I cannot give you a definite answer without data that reproduces your problem, but I would suggest that the bottleneck comes from the following line of source code stemCompletion :
possibleCompletions <- lapply(x, function(w) grep(sprintf("^%s", w), dictionary, value = TRUE))
After that, given that you saved the default completion heuristic "prevalent", this happens:
possibleCompletions <- lapply(possibleCompletions, function(x) sort(table(x), decreasing = TRUE)) structure(names(sapply(possibleCompletions, "[", 1)), names = x)

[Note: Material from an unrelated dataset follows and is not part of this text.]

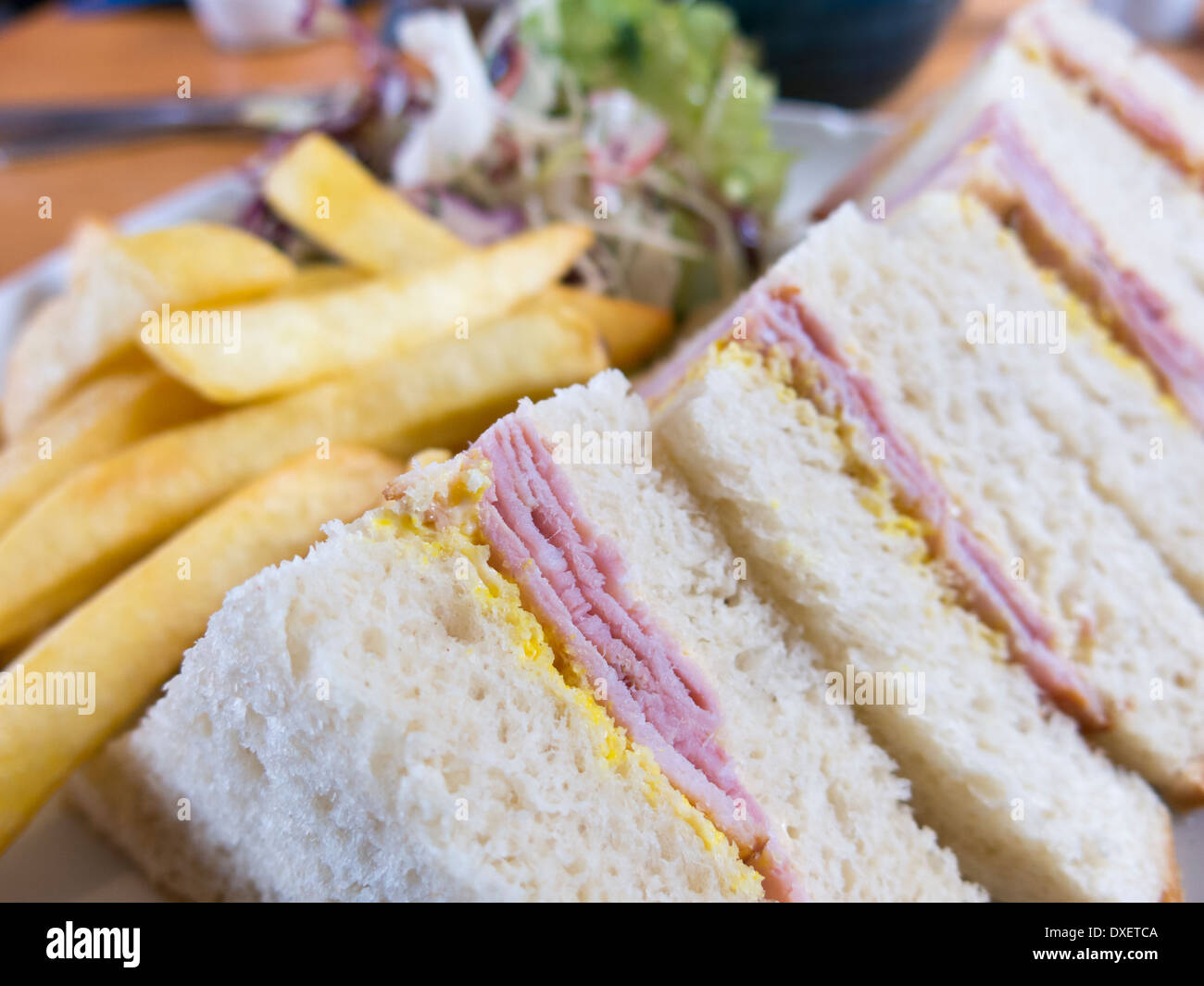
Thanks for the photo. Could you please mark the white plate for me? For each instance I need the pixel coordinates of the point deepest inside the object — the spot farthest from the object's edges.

This first line crosses every word in your corpus and checks it on your dictionary for possible completions. I assume that you have many words that appear many times in your corpus. This means that the function is called many times just to give the same answer. Perhaps a faster version (depending on how many words are repeated and how often they are repeated) would look something like this:
y <- unique(x) possibleCompletions <- lapply(y, function(w) grep(sprintf("^%s", w), dictionary, value = TRUE)) possibleCompletions <- lapply(possibleCompletions, function(x) sort(table(x), decreasing = TRUE)) z <- structure(names(sapply(possibleCompletions, "[", 1)), names = y) z[match(x, names(z))]
Thus, it skips only unique x values, and not every x value. To create this revised version of the code, you will need to download the source from CRAN and change the function (I found it in the .R completion file in the R folder).
Or you can just use Python for this.